Xavier Oquendo Troncoso

Rocío Silva

Te debo tanto Xavier, te debo la mirada que redime mi esencia indómita, hasta cuando tú la sometes con tus metáforas y revuelos. Si Xavier te debo los suspiros y bocanadas de aire límpido, que salen a mi encuentro en cada uno de tus caminos andados y veo con total fulgor el día en que pasaste del vientre de tu madre a ser poeta.

Te debo las imágenes de una cuna de madera cubierta con tules, detrás de una ventana por donde el sol se filtra hacia ti Xavier, el poeta niño que aprendió a leer el alma del mundo, descubrió que todo tenía un halo sorprendente: el árbol, los abuelos, la flor, la mañana, el olmo; y no te importaba que hayan monstruos y duendes, de sobra sabías que podías también envolverlos con tus cánticos y conjuros.

Te debo los chaquiñanes que me enseñaste a recorrerlos, por donde nunca se cansaron tus pies -hace tanto tiempo ya-; cuando tú Xavier adolescente poeta, querías encontrar donde ubicarte, no te bastaron esas vecindades de comarca y mucho menos las voces que te enviaron lejos y te pusieron encima un morral de penas; la sombra de una merienda compartida te alcanzaría para cubrir la ausencia.

Te debo los amores vencidos, los dejamos en el Averno. Te debo las soledades y los abandonos, las sensaciones y los augurios; pero no te debo ni el olvido, mucho menos te debo la bronca de saberte único y terriblemente noble. Te debo la felicidad del viento rejuvenecido en los versos de tus hijos poetas, cosechados en cada luna, en cada metáfora continuada a lo largo de tu vida y tus milagros.

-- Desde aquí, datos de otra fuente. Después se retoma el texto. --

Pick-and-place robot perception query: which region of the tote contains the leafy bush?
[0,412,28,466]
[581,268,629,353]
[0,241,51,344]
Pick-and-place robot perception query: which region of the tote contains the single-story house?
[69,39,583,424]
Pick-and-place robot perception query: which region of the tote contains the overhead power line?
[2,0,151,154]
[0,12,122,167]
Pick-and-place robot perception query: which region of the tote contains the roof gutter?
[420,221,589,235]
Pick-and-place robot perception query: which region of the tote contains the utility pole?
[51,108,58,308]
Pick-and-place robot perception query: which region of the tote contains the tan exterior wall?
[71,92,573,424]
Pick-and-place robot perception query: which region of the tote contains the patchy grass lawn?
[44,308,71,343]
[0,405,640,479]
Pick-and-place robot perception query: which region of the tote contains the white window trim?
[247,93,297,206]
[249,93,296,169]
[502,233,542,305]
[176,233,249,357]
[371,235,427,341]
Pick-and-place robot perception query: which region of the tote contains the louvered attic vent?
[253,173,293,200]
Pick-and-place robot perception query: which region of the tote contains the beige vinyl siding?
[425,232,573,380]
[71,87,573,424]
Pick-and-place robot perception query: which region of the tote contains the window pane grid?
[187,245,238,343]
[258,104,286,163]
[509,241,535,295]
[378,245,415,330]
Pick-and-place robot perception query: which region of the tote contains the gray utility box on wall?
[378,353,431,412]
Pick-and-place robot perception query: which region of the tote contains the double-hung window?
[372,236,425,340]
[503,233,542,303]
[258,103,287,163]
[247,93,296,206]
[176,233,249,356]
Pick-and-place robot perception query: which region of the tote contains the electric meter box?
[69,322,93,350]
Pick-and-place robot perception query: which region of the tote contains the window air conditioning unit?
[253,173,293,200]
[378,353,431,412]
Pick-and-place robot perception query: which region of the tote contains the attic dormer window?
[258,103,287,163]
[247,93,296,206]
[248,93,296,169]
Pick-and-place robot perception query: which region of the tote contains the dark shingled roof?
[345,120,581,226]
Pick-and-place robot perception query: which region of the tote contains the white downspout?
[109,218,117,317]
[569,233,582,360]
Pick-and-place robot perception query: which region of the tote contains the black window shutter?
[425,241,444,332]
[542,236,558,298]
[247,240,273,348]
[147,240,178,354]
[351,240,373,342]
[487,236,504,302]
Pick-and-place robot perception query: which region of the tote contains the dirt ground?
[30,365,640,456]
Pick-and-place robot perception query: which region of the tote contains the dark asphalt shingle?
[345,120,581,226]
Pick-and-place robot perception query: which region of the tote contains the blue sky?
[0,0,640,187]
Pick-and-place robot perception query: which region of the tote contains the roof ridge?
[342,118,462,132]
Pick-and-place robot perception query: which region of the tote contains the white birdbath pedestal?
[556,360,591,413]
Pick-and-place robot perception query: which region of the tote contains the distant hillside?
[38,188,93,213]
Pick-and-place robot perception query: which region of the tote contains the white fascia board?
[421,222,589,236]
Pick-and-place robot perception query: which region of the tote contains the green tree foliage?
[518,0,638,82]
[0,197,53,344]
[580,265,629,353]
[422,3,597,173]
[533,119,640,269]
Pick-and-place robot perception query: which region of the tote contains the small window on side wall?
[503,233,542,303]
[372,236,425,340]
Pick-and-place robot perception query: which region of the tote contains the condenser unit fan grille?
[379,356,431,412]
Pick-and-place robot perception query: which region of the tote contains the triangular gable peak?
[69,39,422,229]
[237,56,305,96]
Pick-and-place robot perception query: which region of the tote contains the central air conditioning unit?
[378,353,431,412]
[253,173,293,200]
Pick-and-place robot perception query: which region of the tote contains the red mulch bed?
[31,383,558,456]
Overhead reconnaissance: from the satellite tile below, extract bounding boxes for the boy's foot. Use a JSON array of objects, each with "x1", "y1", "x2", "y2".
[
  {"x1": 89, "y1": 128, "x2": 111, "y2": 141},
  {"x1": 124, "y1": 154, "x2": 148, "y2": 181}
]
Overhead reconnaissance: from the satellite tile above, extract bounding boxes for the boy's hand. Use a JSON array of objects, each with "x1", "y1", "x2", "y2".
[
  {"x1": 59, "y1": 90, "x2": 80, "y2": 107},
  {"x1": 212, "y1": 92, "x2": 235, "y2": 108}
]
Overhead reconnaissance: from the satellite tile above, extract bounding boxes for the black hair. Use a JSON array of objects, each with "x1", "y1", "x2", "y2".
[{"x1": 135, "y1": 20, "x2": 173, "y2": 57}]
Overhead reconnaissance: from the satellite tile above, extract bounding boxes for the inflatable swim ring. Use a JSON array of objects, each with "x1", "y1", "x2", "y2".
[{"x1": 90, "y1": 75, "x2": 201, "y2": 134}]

Te debo las metonimias labradas en las piedras de los silencios, y en la oquedad del día a día que se ensaña contra la maravilla de tu palabra simple, de tu voz de poeta Xavier, te debo la angustia de la ceguera de los que tienen todo y se saben vacíos, te debo los nombres y los significados de las mentiras que un día armamos para sobrevivir en este marasmo.